Christien hizo un gesto de reconocimiento a su hija.

—Señor Bourne, don Fernando y yo tenemos una enorme deuda de gratitud con usted.

—Lo que me deben es una buena explicación.

—Y la tendrá. —De pronto pareció triste—. He cometido muchos errores en mi vida, señor Bourne, pero ninguno más lamentable que abandonar a mi familia. Mi esposa está muerta, al igual que dos de mis tres hijas. El hecho es que cometí un terrible error de cálculo.

—No, papá —dijo Skara con vehemencia—, te mintieron.

Christien no parecía de humor para hacer dejación de responsabilidad.

—Ya estaba en apuros con Domna. Benjamin El-Arian recelaba de mí, y por eso me envió a matar a Alex Conklin. Fue una prueba.

—Ambos cometimos errores —dijo don Fernando con un suspiro—. Yo quise reclutar a Conklin para Almaz, y creí que la misión de Christien era la oportunidad perfecta.

—El-Arian lo descubrió de algún modo —dijo Christien—. Fingí mi muerte para que no tuviera motivos para ir tras mi familia. Fue un terrible error.

Bourne sacudió la cabeza.

—Entonces, ¿por qué me envió Conklin a matar a Viveka?

—Otro error. Creyó que era una espía.

—No —dijo Skara—, fue cosa de Kaja.

Bourne y don Fernando la miraron asombrados. Christien tan sólo pareció triste.

—No lo comprendí realmente hasta que el señor Bourne me dio esto. —Sacó la 22 plateada—. Mamá la llevaba cuando la mataron. Le disparó con ella al señor Bourne, ¿no es así?

—Así es —dijo él.

—Kaja le dio el arma a mamá —dijo Skara—. Igual que una de sus personalidades te odiaba a ti, papá, otra despreciaba a mamá.

Christien unió las palmas de las manos, como si rezara.

—Kaja se convirtió en una lacra. —Su expresión revelaba el duro golpe emocional que había sufrido—. Tenía la ventaja de parecer tres o cuatro años mayor de lo que era. Era preciosa y, a su modo, brillante. No le hablé a nadie de ella…, ni siquiera a usted, don Fernando. Para empezar, me sentía avergonzado y aterrado por el modo en que intentaba seguir mis pasos. Además, pensaba que podía controlarla. Ése fue mi mayor error. —Se miró los zapatos—. Nadie podía controlar a Kaja.

—Utilizaba su cuerpo además de su retorcida mente —dijo Skara.

Christien se estremeció.

—Sin duda tienes razón. —Se encogió de hombros—. En cualquier caso, Conklin descubrió que me habían enviado a matarlo. Eso abortó la misión. Pero incluso después de oír que yo había muerto, le envió a usted, señor Bourne.

Skara se inclinó hacia delante en su asiento.

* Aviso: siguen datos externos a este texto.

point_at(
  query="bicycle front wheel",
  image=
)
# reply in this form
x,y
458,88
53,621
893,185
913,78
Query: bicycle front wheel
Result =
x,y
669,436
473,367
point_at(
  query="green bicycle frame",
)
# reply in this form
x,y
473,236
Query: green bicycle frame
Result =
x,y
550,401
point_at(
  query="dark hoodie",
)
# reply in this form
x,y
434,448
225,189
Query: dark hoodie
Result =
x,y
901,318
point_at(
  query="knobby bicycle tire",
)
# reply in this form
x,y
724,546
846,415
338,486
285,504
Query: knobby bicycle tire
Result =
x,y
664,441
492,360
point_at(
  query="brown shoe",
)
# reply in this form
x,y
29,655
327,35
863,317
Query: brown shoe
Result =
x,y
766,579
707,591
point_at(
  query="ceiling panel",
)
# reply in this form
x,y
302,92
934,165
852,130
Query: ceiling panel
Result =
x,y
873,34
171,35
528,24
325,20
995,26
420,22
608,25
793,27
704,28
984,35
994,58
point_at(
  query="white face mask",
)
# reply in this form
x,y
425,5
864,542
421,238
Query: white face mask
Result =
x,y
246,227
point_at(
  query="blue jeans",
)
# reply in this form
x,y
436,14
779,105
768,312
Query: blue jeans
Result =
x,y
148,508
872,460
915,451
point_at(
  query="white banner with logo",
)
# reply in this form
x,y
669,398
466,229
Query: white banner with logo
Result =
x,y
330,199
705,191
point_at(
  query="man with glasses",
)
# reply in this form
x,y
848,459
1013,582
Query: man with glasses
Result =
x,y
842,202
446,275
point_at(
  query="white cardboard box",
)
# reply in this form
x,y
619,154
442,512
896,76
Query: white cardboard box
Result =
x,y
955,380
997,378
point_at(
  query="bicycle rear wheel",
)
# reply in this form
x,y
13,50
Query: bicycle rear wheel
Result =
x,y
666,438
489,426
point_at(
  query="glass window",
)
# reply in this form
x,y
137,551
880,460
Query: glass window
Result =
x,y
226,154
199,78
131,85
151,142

—Por culpa de la terrible mentira de Kaja. —Entregó la 22.

—Al menos la Beretta se redimió a sí misma —dijo Bourne—. Me salvó la vida en Damasco.

—Demos gracias a Dios por ello —dijo don Femando fervientemente.

Se produjo otro momento de silencio. Parecía que no tenían nada más que decir. Cuando Christien se levantó, todos los demás lo imitaron. Bourne le estrechó la mano: no había nada más que hacer.

—Skara —dijo Christien—, ¿por qué no te tomas el día libre y le enseñas al señor Bourne algunas de las vistas de la ciudad que tal vez no pudo ver la última vez que estuvo aquí?

Don Fernando abrazó a Bourne y lo besó en ambas mejillas.

—Adiós, Jason —dijo—, pero no de forma definitiva.

Cuando Bourne y Skara se marcharon, Christien se volvió hacia don Fernando.

—¿Crees que sospecha algo?

—De momento no —respondió el anciano—. Pero no tengo dudas de que se dará cuenta cuando regrese a Washington y hable con Peter Marks.

Christien frunció el ceño.

—¿Seguro que eso no será ningún problema?

—Es lo que queremos. —Don Fernando sonrió—. Has comprado suficientes acciones de NeoDyme para que tengamos el control de Indigo Ridge. Tendremos riquezas inimaginables. —Observó a su amigo juiciosamente—. Te perdono por mantenerme a oscuras respecto a Kaja. Tu plan de utilizar el ataque de Domna a Indigo Ridge como distracción funcionó perfectamente. Los notables del gobierno norteamericano estaban demasiado ocupados desentrañando el plan de Domna para investigar las compañías que utilizamos para comprar todas las acciones de NeoDyme.

Christien se acercó a la ventana. Vio cómo Bourne y su hija salían del edificio y cruzaban la calle medio cubierta de nieve derretida.

—¿Qué hará Bourne cuando lo descubra?

Don Fernando se reunió con él en la ventana. El cielo se había encapotado: pronto volvería a nevar.

—Con Bourne a menudo es difícil predecirlo. Mi esperanza es que vuelva para que podamos hablar.

—Lo necesitamos, ¿no?

—Sí —dijo don Fernando gravemente—. Es el único en quien podemos confiar.